The name of the proposed locale “could be ‘Western Weber Community,’ ‘Fremont Community’ or any other name proposed by residents at the two meetings,” it reads. “Bring your ideas for the community name to the meetings.”

Meantime, many still have questions. Judging by the demeanor at one of the meetings on the issue last Monday at Kanesville Elementary in the Taylor area, though, the debate hasn’t turned into a burning controversy. About 100 people were on hand.

One woman suggested that letting nearby West Haven annex the area, or part of the area, may be a better solution than forming a brand new city from the ground up. “Join something that’s already working,” she said.

Another man, though, expressed concern at the prospect of being folded into an existing city and potentially losing control of the area’s future development and unique characteristics. Some point with concern to the gradual expansion of West Haven into the unincorporated expanse of western Weber County, while he said Plain City further north is doing the same thing.

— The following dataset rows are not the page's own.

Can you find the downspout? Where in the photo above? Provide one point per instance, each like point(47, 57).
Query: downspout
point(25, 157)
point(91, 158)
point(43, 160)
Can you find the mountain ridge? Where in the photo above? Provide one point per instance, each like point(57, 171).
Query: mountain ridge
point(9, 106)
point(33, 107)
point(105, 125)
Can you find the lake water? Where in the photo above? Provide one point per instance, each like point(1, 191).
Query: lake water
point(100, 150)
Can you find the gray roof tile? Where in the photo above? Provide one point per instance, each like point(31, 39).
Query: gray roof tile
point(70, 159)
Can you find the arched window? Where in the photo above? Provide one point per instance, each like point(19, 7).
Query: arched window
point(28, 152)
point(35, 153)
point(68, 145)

“The communities are rapidly swallowing up the county. If we don’t (incorporate) today, we’re going to be swallowed up,” he said. The would-be city, home to around 4,700 people, is located in the expanse west of Plain City, Marriott-Slaterville and West Haven, currently a mix of ag land and new residential subdivisions managed largely by Weber County government.

Most of the people who spoke out at the Taylor meeting seemed less concerned with the prospect of becoming a city and more curious about particulars like the road and other expenses the new city, if formed, would face.

Indeed, Murray said he detected more skepticism toward incorporation at a Sept. 30 meeting in the West Weber area.

Still, he said, underlying their comments seemed to be some of the same goals of those petitioning to become a city — protecting the rural feel of the zone and giving locals more control over the pace and nature of future development. Fending off incorporation by existing cities has been another motivating factor.

“They just disagree on the method that best accomplishes that result,” Murray said.


Proponents for incorporation successfully petitioned earlier this year for a study into the possibility, per the process outlined in state law. Zion’s Public Finance, commissioned by the Utah Lieutenant Governor’s Office, carried out the study, and the findings have been the focus of the ongoing meetings, including the Taylor gathering.

Among many other things, Zion’s bank determined that turning the zone into a city would cost the average homeowner in the area an extra $50 or so per year in property taxes. That new property tax revenue would supplement other revenue streams now managed largely through Weber County that would become the new city’s, enabling it to cover anticipated expenses.

Next in the process would be another petition drive to get a question put to voters in the area, probably on the primary ballot on June 30, 2020. The main question for voters would be whether they favor becoming a new city. Two other ballot questions would accompany that — what sort of government format should the new city adopt, if formed, and whether city council members should be elected to at-large posts or from geographic districts. Murray emphasizes the flexibility in structuring the format of the new city, should the process proceed.

Murray suspects proponents of the process will be able to muster the needed signatures to get on the ballot. They can transfer signatures used on the initial petition drive seeking the study to the new one, he said.

First though, comes the Oct. 15 meeting on the Zion’s Public Finance study, to be held at Warren Park, 1400 N. 5900 West starting at 6 p.m.

Then come the newly scheduled meetings, on Nov. 4 at West Weber Elementary at 4178 W. 900 South and Nov. 18 at Kanesville Elementary at 3112 S. 3500 West. Both those meetings go from 6:30 to 8 p.m.